The numbers show that patients do not win large jury awards for less serious claims but that payments usually correspond to the severity of injury.  In 2005, less than three percent of all payments were for million-dollar verdicts and more than 64 percent of payments involved death or significant injury – while less than one-third of one percent were for “insignificant injury.”

“Despite assertions by the medical and business lobbies that physicians are leaving practice because of burdensome malpractice lawsuits, the number of doctors is increasing faster than the population,” said Laura MacCleery, director of Public Citizen’s Congress Watch group. “In recent years, medical malpractice insurers have been reaping huge profits, not paying out excessive jury awards. The false claims of a malpractice lawsuit crisis are really about putting profits ahead of patients. They distract from real health care reform designed to improve patient safety, enhance efficiency and cut costs.”

Public Citizen’s analysis indicates that to limit preventable patient deaths and injury and rising health care costs, reforms should reduce medical errors and tighten lax doctor discipline and oversight.

To improve patient safety and prevent errors, Congress should establish a national mandatory adverse event reporting system so that hospitals share information that can help them correct faulty systems and practices. To combat medication errors, hospitals should invest in computer physician order entry systems. This would avoid mistakes associated with illegible handwriting and automatically check for errors or bad drug interactions. Despite a 2006 study by the Institute of Medicine concluding that medication error is one of the most common preventable mistakes and costs as much as $3.5 billion annually, fewer than five percent of hospitals have implemented such a system. Hospitals and medical practices should also limit physicians’ workweeks to reduce fatigue-induced error.

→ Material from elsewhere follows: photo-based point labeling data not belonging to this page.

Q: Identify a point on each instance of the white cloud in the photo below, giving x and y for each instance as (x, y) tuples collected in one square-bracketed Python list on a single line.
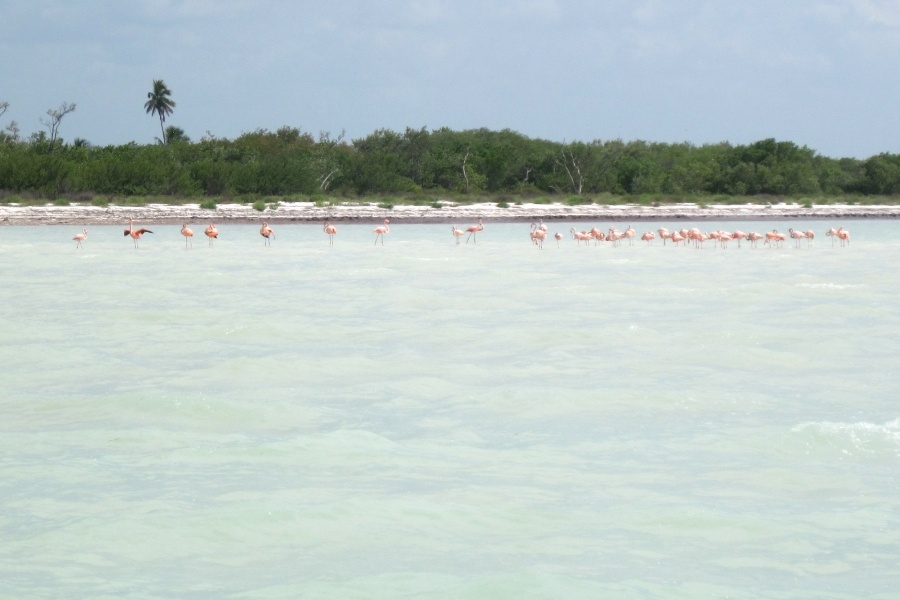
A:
[(885, 13)]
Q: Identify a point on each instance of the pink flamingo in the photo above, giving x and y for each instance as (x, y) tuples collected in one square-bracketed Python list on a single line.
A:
[(267, 232), (79, 237), (664, 234), (380, 232), (774, 236), (538, 235), (188, 235), (330, 230), (476, 228), (135, 233), (211, 232)]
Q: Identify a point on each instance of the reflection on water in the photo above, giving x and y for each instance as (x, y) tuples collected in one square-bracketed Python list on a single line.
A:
[(432, 420)]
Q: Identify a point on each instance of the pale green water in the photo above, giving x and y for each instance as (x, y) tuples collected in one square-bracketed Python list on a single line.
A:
[(422, 420)]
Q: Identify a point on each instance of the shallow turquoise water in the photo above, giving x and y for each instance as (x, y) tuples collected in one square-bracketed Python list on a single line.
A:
[(438, 421)]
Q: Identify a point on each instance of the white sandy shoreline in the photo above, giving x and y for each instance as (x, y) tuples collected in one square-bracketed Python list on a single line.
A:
[(308, 212)]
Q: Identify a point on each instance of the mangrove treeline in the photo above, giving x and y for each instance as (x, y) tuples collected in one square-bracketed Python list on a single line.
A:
[(290, 162)]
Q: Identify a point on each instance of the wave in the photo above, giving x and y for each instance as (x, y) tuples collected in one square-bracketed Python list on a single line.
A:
[(861, 437), (831, 286)]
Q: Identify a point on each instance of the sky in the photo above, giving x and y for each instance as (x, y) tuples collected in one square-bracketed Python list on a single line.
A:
[(820, 73)]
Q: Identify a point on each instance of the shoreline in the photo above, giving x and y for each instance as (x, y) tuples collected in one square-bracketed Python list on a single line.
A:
[(308, 212)]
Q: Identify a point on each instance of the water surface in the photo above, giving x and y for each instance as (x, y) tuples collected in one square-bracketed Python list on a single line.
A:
[(428, 420)]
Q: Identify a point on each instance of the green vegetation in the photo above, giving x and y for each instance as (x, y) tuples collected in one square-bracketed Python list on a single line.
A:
[(159, 103), (429, 168)]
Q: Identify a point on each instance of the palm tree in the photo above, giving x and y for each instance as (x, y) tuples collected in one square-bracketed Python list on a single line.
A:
[(159, 102)]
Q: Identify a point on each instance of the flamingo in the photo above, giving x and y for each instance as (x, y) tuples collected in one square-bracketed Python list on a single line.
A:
[(538, 235), (774, 236), (476, 228), (330, 230), (267, 232), (188, 234), (79, 237), (380, 232), (211, 232), (135, 233), (664, 234)]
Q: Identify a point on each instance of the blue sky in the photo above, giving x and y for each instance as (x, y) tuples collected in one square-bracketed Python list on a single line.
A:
[(820, 73)]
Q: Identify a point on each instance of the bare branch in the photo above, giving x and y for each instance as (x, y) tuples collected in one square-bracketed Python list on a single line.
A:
[(466, 175), (55, 119)]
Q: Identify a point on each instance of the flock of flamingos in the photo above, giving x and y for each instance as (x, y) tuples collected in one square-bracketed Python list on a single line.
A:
[(539, 234)]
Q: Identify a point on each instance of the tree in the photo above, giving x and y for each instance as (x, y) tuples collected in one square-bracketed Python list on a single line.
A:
[(176, 134), (55, 119), (158, 102)]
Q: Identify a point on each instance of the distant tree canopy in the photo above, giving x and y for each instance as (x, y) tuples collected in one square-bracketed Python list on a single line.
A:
[(289, 161)]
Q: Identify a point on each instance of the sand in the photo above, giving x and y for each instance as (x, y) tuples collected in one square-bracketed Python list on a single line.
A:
[(303, 212)]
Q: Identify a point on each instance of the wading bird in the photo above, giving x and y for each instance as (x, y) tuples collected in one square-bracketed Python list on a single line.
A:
[(381, 230), (267, 232), (79, 237), (211, 232), (330, 230), (135, 233)]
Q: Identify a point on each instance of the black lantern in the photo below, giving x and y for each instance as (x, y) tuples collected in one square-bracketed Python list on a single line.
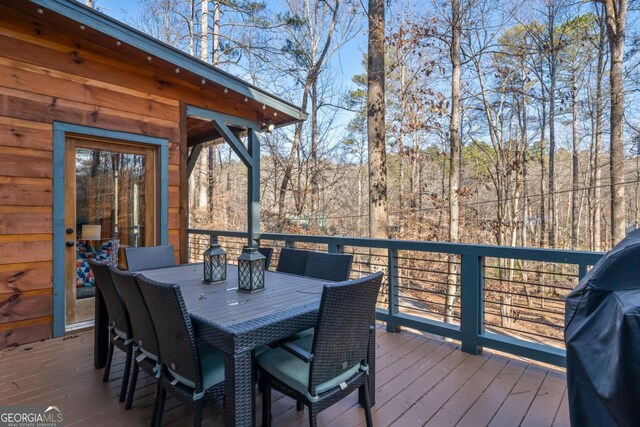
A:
[(250, 270), (215, 264)]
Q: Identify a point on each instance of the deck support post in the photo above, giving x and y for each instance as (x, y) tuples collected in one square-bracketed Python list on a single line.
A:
[(392, 285), (253, 188), (334, 248), (471, 302)]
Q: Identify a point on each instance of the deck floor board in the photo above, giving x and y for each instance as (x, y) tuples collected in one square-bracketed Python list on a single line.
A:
[(421, 380)]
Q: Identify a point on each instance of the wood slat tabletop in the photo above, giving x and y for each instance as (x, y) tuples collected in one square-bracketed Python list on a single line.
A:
[(223, 304)]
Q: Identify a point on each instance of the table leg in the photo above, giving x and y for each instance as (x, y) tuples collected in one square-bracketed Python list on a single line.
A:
[(100, 332), (372, 370), (239, 390)]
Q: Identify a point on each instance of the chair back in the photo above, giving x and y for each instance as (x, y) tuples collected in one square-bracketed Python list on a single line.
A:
[(333, 267), (149, 257), (176, 338), (144, 333), (293, 261), (118, 315), (267, 253), (341, 335)]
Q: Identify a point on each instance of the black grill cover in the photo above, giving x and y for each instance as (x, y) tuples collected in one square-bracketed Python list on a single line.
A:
[(602, 335)]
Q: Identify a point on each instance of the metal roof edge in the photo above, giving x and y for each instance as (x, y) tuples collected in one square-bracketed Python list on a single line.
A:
[(97, 20)]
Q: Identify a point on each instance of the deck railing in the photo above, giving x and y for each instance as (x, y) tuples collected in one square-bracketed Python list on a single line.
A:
[(509, 299)]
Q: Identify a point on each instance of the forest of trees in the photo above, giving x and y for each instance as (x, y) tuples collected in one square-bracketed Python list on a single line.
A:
[(509, 123)]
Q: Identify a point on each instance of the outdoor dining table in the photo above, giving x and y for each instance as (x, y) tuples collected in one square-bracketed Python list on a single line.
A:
[(238, 323)]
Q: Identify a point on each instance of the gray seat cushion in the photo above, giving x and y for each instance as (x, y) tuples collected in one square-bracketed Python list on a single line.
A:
[(212, 361), (295, 372)]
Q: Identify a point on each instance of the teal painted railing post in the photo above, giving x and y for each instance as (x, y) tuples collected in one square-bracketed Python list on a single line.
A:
[(392, 281), (334, 248), (582, 271), (471, 302)]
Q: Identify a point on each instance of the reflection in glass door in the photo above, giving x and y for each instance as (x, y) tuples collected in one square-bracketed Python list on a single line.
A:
[(109, 205)]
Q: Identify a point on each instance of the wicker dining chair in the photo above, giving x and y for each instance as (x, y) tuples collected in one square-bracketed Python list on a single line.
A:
[(120, 332), (325, 266), (192, 371), (293, 261), (149, 257), (267, 253), (145, 349), (321, 369)]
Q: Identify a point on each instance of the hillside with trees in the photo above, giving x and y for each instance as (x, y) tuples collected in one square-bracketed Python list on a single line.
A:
[(508, 123)]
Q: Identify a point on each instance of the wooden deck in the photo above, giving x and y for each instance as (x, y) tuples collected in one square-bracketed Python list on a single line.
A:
[(421, 380)]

Improving physician oversight is vital to addressing the small percentage of repeat offenders who continue to practice despite being responsible for a majority of malpractice claims in America. The report documents that just 5.9 percent of doctors have been responsible for 57.8 percent of the number of malpractice payments from 1991 to 2005, with each of these doctors making at least two payments. The vast majority of doctors – 82 percent – have never had a medical malpractice payment since the NPDB was created in 1990. State medical boards, which are largely responsible for doctor discipline, should be given greater funding and staffing, and be required to provide stricter oversight to prevent dangerous doctors from practicing in their own or other states.

Greater disclosure of offenders would also provide consumers with the information necessary to make informed decisions about their health care. Congress should lift the veil of secrecy on the national database by allowing the public access to the names of doctors – which are now kept secret – and state legislatures should require state medical boards to improve their Web sites to provide better quality and accessibility of information about doctor discipline.